Gregory declined to discuss the salary of the new position, which she hopes to fill by the end of August. A transition committee has been formed to help the organization plot its future, and from that process, a search committee will come together to draft a new job description. Replacing Ackerman will be difficult, Gregory said, because she has been integral to all aspects of the arts group since its formation in 2010.

“Any founder like Tammy wears a lot of hats and takes on a lot of different tasks – the fundraiser, the program person and all of that. We want to find somebody who can bring in a few other people to complement them and create a senior team” to help the organization sustain and grow.

Ackerman said she would stay in the job longer, if needed. She has no specific plans, but expects to work in the nonprofit sector somewhere in the region. She and her fiance, Joshua Bodwell, are contemplating a move from Biddeford closer to Boston, where Bodwell works in book publishing. The coronavirus has complicated their personal plans, she said, but hasn’t altered her decision to step away from Engine.

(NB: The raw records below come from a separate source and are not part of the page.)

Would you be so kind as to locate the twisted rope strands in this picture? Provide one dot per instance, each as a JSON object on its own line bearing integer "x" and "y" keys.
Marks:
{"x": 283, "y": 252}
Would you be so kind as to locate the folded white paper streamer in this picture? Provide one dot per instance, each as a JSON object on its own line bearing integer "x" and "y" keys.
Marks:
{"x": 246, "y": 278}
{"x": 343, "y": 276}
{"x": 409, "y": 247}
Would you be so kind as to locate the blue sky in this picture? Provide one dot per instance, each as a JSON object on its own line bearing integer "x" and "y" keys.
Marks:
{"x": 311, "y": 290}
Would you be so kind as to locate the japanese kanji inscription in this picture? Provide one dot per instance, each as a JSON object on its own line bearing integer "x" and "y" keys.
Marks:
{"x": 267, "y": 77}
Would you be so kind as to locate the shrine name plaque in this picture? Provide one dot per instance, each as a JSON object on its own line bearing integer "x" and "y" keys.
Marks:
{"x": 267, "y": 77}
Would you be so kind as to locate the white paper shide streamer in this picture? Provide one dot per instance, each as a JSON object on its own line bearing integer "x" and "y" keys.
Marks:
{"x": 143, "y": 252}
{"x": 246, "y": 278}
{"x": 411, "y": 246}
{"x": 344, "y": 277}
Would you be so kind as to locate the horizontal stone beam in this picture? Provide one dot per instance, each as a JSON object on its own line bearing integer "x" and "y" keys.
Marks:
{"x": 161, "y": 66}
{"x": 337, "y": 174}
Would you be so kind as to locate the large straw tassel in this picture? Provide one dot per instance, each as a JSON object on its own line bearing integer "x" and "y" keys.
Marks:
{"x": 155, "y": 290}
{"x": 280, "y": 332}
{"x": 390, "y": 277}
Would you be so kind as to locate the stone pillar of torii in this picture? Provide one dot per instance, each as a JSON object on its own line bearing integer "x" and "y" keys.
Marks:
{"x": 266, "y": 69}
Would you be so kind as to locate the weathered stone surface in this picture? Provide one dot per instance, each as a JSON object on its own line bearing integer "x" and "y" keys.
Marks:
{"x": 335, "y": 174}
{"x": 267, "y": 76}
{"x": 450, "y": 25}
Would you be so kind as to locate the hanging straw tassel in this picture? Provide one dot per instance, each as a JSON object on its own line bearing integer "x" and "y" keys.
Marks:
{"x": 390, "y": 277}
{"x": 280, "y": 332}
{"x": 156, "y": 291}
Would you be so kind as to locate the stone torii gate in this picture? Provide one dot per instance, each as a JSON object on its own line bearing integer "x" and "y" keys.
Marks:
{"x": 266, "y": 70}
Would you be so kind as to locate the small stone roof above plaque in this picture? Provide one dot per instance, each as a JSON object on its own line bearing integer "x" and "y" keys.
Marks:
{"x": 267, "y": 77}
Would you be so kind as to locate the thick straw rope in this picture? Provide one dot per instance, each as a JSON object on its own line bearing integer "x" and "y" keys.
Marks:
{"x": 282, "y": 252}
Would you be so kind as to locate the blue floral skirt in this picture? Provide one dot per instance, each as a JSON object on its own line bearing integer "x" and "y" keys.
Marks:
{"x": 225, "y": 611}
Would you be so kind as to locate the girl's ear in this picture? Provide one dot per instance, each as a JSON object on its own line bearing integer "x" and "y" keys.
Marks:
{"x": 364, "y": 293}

Ackerman, 55, grew up in South Dakota and ran a small design business in Reno, Nevada, before moving to Biddeford in 2006. She formed Engine with Bodwell and their mutual friend Stephen Abbott in 2010 on the principle that art and creativity are central to cultural, social and economic revitalization.

It has occupied three locations in Biddeford in 10 years, including its current home at 165 Main St. Prior to having its own physical space, Engine existed as a virtual space. As its first art exhibition, Engine hosted conceptual artist Amy Stacey Curtis’ solo biennial project “Time” in the North Dam Mill. As part of her final work at Engine, Ackerman said she would work with Curtis again to mount an exhibition in Engine’s current space or in the Marble Block Building down the street.

Gregory, who joined the Engine board a year ago, credited the arts group with infusing energy and creativity into downtown activities, and said the group’s strong presence over the past decade has helped the community grow and prosper. “It’s been a wonderful organization that has grown in the community, and the community has grown around it,” she said.

Ackerman estimates that Engine has hosted about 150 exhibitions in 10 years, as well as numerous programs for kids and adults, which have included art workshops, the city’s monthly art walk and PechaKucha nights. In addition to a gallery, it also has retail space and rents studios to artists. Ackerman described the character of Engine as “resourceful,” and said she was most proud of its welcoming attitude.

“People come to me with all kinds of questions, because they know I am connected to the community. We’re like the Yellow Pages of Biddeford and southern Maine for that matter. People come in and ask, ‘Who do I go see about this?’ ‘Where can I go to find that?’ I have always strove to make Engine feel like a place people can walk into. I am proud how inclusive Engine has been. Our doors are open to everyone and all ideas. We haven’t created an exclusive enclave that is only available to a few.”